Saturday, 14 March 2009
Four and twenty blackbirds...
...baked in a..."pie, pie, pie, pie, pie, pie, pie, pie, pie, pie, pie"
Whilst lying in bed with the laptop last night uploading some photos I couldn't help myself from chanting "pie" over and over again. I don't think N could decide if it was hilarious, cute or just downright weird. However, upon discovering that today is "Pi day" in the states (because their dates are written month then day, hence 3.14) I can't help but think I was being channeled by the god of pie in anticipation of this wonderful day.
I can't quite get my head around the American date system, but I can get behind anything that involves pie, and I must admit that I have baked forms of pie twice this week. I know it must seem strange given that the weather has finally begun to feel like spring, the daffodils are out and the sunshine making an appearance almost every day. I should be wanting to make lighter dishes, but somehow pie has been on my brain. I didn't make as much pie this winter as I would have liked. We eat such carbohydrate/root veg based meals that having a pie for dessert seemed like overkill, and in an attempt to constantly wade through the mound of root veg piled in the bowl I made mash, and roasts rather than pie, because I just can't face a pie that is filled with another stodgy thing.
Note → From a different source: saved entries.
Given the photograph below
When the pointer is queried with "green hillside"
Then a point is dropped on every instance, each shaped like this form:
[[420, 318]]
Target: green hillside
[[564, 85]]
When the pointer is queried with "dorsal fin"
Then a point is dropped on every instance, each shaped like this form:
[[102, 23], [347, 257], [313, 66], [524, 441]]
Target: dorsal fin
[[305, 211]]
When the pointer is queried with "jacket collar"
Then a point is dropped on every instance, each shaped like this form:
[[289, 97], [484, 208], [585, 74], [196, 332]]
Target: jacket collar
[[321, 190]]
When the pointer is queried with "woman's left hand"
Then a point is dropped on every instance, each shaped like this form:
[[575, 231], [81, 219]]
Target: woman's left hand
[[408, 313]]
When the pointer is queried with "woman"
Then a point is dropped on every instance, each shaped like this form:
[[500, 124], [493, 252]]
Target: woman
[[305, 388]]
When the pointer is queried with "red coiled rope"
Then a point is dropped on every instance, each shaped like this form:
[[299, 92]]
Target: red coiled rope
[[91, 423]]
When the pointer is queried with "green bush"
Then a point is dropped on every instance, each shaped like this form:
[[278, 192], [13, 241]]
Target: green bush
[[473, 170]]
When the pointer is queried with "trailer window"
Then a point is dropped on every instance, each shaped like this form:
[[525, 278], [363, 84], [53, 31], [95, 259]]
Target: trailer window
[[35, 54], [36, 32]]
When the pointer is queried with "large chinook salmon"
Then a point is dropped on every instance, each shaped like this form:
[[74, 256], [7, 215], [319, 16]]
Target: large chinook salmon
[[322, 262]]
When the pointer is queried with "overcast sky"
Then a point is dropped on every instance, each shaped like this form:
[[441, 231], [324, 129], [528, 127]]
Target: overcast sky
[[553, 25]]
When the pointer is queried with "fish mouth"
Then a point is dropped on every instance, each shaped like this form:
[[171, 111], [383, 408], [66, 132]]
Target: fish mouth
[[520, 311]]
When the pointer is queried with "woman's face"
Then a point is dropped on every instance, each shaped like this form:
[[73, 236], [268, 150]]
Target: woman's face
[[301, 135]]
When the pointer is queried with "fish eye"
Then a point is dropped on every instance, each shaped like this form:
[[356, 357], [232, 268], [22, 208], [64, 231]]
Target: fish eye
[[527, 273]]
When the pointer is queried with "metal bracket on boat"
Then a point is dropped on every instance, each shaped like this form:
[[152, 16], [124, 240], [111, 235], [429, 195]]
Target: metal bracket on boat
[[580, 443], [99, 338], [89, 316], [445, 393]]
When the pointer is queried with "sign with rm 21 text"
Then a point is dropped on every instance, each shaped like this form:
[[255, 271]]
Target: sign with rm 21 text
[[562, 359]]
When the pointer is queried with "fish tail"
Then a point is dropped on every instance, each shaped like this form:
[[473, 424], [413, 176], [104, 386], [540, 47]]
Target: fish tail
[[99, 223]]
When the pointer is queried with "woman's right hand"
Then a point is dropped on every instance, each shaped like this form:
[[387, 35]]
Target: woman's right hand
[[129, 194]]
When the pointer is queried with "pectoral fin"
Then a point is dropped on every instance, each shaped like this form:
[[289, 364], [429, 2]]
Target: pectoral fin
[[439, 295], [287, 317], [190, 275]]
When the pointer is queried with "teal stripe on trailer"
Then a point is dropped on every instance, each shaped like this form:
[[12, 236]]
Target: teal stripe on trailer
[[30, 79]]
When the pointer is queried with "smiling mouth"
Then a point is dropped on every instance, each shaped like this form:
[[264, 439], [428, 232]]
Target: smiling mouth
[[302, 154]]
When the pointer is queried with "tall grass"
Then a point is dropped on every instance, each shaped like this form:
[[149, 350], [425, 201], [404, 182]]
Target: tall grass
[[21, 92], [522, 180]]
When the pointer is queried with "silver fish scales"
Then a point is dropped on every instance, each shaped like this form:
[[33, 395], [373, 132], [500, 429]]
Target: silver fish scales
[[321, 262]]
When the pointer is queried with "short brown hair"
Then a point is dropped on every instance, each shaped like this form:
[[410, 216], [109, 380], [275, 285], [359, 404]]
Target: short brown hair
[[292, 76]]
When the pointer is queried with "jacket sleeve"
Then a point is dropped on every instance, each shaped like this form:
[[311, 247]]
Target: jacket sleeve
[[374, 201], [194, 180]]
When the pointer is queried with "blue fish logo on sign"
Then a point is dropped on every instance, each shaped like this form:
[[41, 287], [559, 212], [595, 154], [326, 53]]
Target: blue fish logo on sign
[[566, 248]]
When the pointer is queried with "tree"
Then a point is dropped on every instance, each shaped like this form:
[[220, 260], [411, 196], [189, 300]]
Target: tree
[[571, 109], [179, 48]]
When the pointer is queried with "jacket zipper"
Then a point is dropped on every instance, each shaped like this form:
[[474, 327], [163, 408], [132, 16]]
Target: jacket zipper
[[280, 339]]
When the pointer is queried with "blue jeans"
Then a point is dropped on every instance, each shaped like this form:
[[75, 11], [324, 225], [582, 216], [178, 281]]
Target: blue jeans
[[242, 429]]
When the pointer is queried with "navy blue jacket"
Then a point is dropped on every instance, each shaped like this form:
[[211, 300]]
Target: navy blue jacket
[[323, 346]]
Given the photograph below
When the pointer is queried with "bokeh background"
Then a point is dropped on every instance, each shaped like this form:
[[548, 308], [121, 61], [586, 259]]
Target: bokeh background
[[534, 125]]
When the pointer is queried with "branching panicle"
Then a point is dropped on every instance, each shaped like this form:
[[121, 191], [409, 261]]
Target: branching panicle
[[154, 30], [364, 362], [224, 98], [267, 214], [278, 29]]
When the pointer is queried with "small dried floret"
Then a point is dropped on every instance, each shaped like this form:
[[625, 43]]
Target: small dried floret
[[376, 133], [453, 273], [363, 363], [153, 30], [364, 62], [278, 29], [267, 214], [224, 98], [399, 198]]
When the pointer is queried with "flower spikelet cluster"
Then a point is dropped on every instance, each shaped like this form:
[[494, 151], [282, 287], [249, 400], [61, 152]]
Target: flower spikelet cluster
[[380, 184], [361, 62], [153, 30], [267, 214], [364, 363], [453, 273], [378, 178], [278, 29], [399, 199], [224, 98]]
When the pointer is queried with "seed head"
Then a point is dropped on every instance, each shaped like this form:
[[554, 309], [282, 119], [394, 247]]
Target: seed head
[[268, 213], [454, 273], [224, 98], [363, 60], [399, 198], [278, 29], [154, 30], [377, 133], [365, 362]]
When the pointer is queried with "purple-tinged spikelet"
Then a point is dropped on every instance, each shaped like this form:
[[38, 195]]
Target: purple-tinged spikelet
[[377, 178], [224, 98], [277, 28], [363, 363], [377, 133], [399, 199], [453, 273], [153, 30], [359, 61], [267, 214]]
So the pies got a bit lost. A tragedy considering the beauty of my red pie dish and the addition of a pie blackbird to my cooking kit at Christmas. Then a few weeks ago I discovered this recipe for mushroom bourguignon. Having recently come back around to mushrooms (years of slimey, badly cooked mushrooms put me off ever wanting to eat or cook them again, until I discovered that if you do it right they can be wonderful) I decided to give it a go. It was delicious. We had it ladled over mash with some broccolli on the side. However, as I was eating it all I could think of was how good it would taste in a pie if made with a mix of mushrooms.A trip to Borough Market and the amazing mushroom stall a few weeks later and I was set. On Monday I made it and it was a resounding success and I am already trying to work out how many more times I can make it before it really does become to warm and spring-like for a hearty pie dish.
"pie, pie, pie, pie, pie, pie, pie, pie"
10oz plain flour
5oz of cold butter, cut into small cubes
cut or rub the butter into the flour until you get a coarse, almost breadcrumb-like, mixture (I admittedly can never be bother to be quite this precise, I just do it until it looks about right, and if there are a few larger clumps so be it.) Add only enough milk to make the dough just come together. I find it various according to the flour, so add a little at a time until it's just right, and sometimes I stop a little on the dry side to err on caution.
form into a ball and place in the fridge until needed.
2 tablespoons olive oil
2 tablespoons butter, softened
1 1/2 pounds mixed mushrooms. I used Portobello, chesnut and porchini
1/2 carrot, finely diced
1 small yellow onion, finely diced
2 cloves garlic, (I used smoked) smushed in a garlic press.
1 cup full-bodied red wine
2 cups vegetable stock
2 tablespoons tomato purree
1 teaspoon fresh rosemary, chopped
1 1/2 tablespoons all-purpose flour
Heat the one tablespoon of the olive oil and one tablespoon of butter in a medium casserole or heavy sauce pan over high heat. Cooke the mushrooms until they begin to darken, but don’t release any liquid. Remove them from the pan and place in a bowl to one side.
Lower the heat to medium and add the rest of the of oil. Cook the carrots, onions, rosemary with a large pinch of salt and a lots of black pepper, stirring occasionally, until the onions are lightly browned. Add the garlic and cook for one more minute.
Add the wine, then turn the heat up and reduce the liquid by half. Stir in the tomato purree and the stock. Return the mushrooms to the pan with any juices that have collected. Bring to the boil and then reduce the temperature and simmer for 20 minutes, or until mushrooms are very tender.
Combine the remaining butter with the flour with a fork until combined; stir it into the mixture. Lower the heat and simmer for 10 more minutes. Leave to cool before placing in the pie dish so you don’t melt the butter in the pastry.
Preheat the over to 200C
Once cooled, remove the pastry from the fridge. Divide in two. Roll out the first piece so that it will cover the pie dish base, sides and lip, with some overlap. Roll out the second piece as the lid and cut a steam vent in the middle. Place the cooled filling in the pastry lined dish, add the blackbird funnel if using. Wet the edges of the pastry with milk then place over the lid (with the steam vent over the funnel) pressing down all around the edge to seal. Brush with milk and then place in the over for 20-25 minutes, or until the pastry is golden.
Remove, serve and enjoy your, "pie, pie, pie, pie, pie, pie, pie, pie!"
As a total fluke my pastry turned out to be really flakey, hurrah!